Thanks for your interest in the library. Here are the steps to use your folder based dataset:

  1. Use torchvision.datasets.ImageFolder. This assumes images are organized into folders, where each folder is a class.

  2. Write a wrapper class around the ImageFolder object:

from torch.utils.data import Dataset
from torchvision import datasets
import numpy as np

class YourDataset(Dataset):
    def __init__(self, root, transform=None, download=False):
        self.dataset = datasets.ImageFolder(root, transform=transform)

        # these look useless, but are required by powerful-benchmarker
        self.labels = np.array([b for (a, b) in self.dataset.imgs])
        self.transform = transform 
 
    def __len__(self):
        return len(self.dataset)

    def __getitem__(self, idx):
        return self.dataset[idx]
  1. Register the dataset at the bottom of run.py by replacing the last 2 lines with:
r = runner(**(args.__dict__))
from your_custom_modules import your_dataset
r.register("dataset", your_dataset)
r.run()

In the above, your_custom_modules should be a folder that contains an empty __init__.py file, as well as your_dataset.py, which contains your custom dataset class. You can have multiple dataset classes in there, and they will all get registered. See the documentation for details.

  1. Add the following flags to the run command:
python run.py \
<all your other flags> \
--dataset~OVERRIDE~ {YourDataset: {root: /path/to/your/dataset}} \ 
--split_manager~APPLY~2 {data_and_label_getter_keys: null} 

You can also make these changes directly in the config files. To do that, download the files to some location. (It's probably easiest to just download this whole repo, and then move the configs folder). Then set the --root_config_folder flag to that location, either at the command line, or in run.py. These will now be considered the default config files, so you can change them however you like to minimize the number of command line flags. For example, you can make YourDataset the default instead of CUB200, by changing default.yaml in the config_dataset folder.

Let me know if that helps!

from powerful-benchmarker.

gustmd0121 avatar gustmd0121 commented on September 14, 2024

This answered my question. Thank you very much!! :)

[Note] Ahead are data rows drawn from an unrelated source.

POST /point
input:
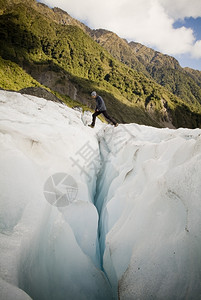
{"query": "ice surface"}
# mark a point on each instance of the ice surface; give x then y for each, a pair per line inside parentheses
(131, 226)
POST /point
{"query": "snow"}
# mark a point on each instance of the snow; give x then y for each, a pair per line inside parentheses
(130, 226)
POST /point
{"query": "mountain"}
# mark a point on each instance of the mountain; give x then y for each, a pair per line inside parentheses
(105, 213)
(47, 48)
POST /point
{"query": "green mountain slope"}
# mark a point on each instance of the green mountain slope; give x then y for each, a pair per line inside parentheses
(63, 58)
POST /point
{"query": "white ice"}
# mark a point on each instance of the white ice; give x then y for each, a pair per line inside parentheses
(138, 188)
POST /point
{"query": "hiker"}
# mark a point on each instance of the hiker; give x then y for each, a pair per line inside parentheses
(100, 109)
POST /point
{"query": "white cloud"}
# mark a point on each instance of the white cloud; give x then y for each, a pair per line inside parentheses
(179, 9)
(149, 22)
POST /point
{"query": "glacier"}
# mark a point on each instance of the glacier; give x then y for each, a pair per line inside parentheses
(128, 229)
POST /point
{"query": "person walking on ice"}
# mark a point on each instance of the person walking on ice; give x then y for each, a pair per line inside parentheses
(100, 109)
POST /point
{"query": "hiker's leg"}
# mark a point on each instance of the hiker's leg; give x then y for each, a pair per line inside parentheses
(94, 117)
(108, 117)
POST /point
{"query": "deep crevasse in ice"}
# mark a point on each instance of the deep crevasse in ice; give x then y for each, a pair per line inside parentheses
(145, 184)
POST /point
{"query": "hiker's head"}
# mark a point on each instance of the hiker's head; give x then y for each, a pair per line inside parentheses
(93, 94)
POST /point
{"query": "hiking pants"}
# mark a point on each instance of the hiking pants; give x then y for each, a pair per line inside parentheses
(104, 112)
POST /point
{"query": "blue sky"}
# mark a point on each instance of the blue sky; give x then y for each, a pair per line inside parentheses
(169, 26)
(186, 59)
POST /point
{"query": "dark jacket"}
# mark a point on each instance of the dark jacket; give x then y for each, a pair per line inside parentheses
(100, 104)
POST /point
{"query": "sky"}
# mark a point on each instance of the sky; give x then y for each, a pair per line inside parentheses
(172, 27)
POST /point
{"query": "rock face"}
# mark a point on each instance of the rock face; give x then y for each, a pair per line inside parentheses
(41, 93)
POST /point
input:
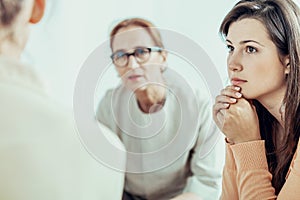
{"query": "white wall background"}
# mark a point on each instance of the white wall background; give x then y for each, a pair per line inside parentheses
(72, 29)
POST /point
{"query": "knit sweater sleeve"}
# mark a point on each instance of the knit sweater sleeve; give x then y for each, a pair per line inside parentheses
(253, 177)
(229, 186)
(290, 190)
(246, 174)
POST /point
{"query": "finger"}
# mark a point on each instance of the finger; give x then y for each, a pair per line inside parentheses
(220, 119)
(219, 106)
(231, 91)
(225, 99)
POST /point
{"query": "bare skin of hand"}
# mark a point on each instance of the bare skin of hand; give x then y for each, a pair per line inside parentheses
(187, 196)
(236, 117)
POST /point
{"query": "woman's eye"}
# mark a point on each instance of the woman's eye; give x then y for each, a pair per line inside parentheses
(230, 48)
(251, 49)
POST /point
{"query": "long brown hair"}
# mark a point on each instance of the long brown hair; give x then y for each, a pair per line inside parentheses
(282, 21)
(138, 22)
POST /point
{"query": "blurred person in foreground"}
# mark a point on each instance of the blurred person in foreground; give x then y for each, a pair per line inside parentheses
(40, 152)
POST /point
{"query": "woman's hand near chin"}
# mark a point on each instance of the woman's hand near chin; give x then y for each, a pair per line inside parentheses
(235, 116)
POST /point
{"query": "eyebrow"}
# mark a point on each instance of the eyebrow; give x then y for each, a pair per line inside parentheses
(245, 41)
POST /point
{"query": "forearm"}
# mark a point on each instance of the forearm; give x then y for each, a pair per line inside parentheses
(187, 196)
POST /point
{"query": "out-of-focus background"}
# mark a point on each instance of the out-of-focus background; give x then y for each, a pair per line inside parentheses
(72, 29)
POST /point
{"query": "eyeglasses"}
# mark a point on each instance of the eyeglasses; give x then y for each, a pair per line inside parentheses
(141, 54)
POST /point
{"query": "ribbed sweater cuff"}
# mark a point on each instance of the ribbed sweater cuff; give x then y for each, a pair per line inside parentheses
(229, 162)
(250, 155)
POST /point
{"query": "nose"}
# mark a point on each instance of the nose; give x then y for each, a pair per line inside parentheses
(234, 62)
(132, 63)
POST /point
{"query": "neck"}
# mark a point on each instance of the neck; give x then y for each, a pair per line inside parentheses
(152, 98)
(274, 104)
(12, 43)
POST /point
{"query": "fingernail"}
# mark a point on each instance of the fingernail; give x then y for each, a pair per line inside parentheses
(238, 94)
(233, 100)
(237, 88)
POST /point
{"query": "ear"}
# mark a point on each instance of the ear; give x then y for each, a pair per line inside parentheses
(287, 65)
(164, 54)
(37, 11)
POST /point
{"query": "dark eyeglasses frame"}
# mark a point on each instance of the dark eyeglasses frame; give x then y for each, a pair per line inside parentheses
(150, 49)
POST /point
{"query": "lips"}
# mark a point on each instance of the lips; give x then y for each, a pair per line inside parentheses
(134, 77)
(237, 81)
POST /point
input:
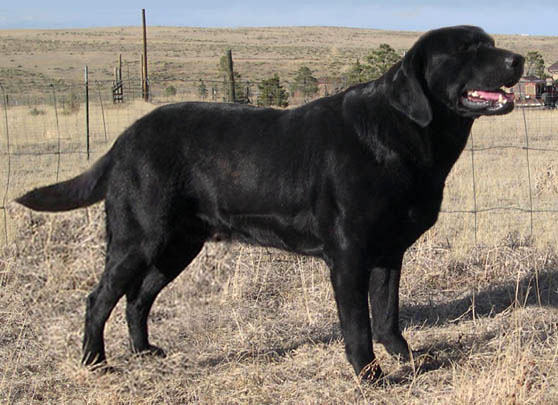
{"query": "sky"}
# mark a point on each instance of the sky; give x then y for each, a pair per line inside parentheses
(538, 17)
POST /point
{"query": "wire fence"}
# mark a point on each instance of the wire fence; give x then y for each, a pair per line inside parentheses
(505, 183)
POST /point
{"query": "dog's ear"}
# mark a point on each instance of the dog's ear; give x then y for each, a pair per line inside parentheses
(407, 94)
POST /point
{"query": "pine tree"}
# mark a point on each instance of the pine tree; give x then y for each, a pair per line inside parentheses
(272, 93)
(378, 62)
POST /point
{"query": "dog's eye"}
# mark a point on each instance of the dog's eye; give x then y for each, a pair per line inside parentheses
(465, 47)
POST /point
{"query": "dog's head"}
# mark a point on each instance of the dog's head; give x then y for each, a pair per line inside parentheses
(459, 69)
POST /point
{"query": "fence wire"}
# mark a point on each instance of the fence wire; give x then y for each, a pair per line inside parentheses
(43, 141)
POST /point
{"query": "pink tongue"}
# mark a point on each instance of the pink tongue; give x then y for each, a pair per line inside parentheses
(495, 96)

from powerful-benchmarker.

gustmd0121 avatar gustmd0121 commented on September 14, 2024

Hello, I was able to successfully train/validate according to your detailed instructions.
Unfortunately, I bumped into an error during testing using the --splits_to_eval [test] method instructed in the documentations.
Any help or input will be valuable. Thank you!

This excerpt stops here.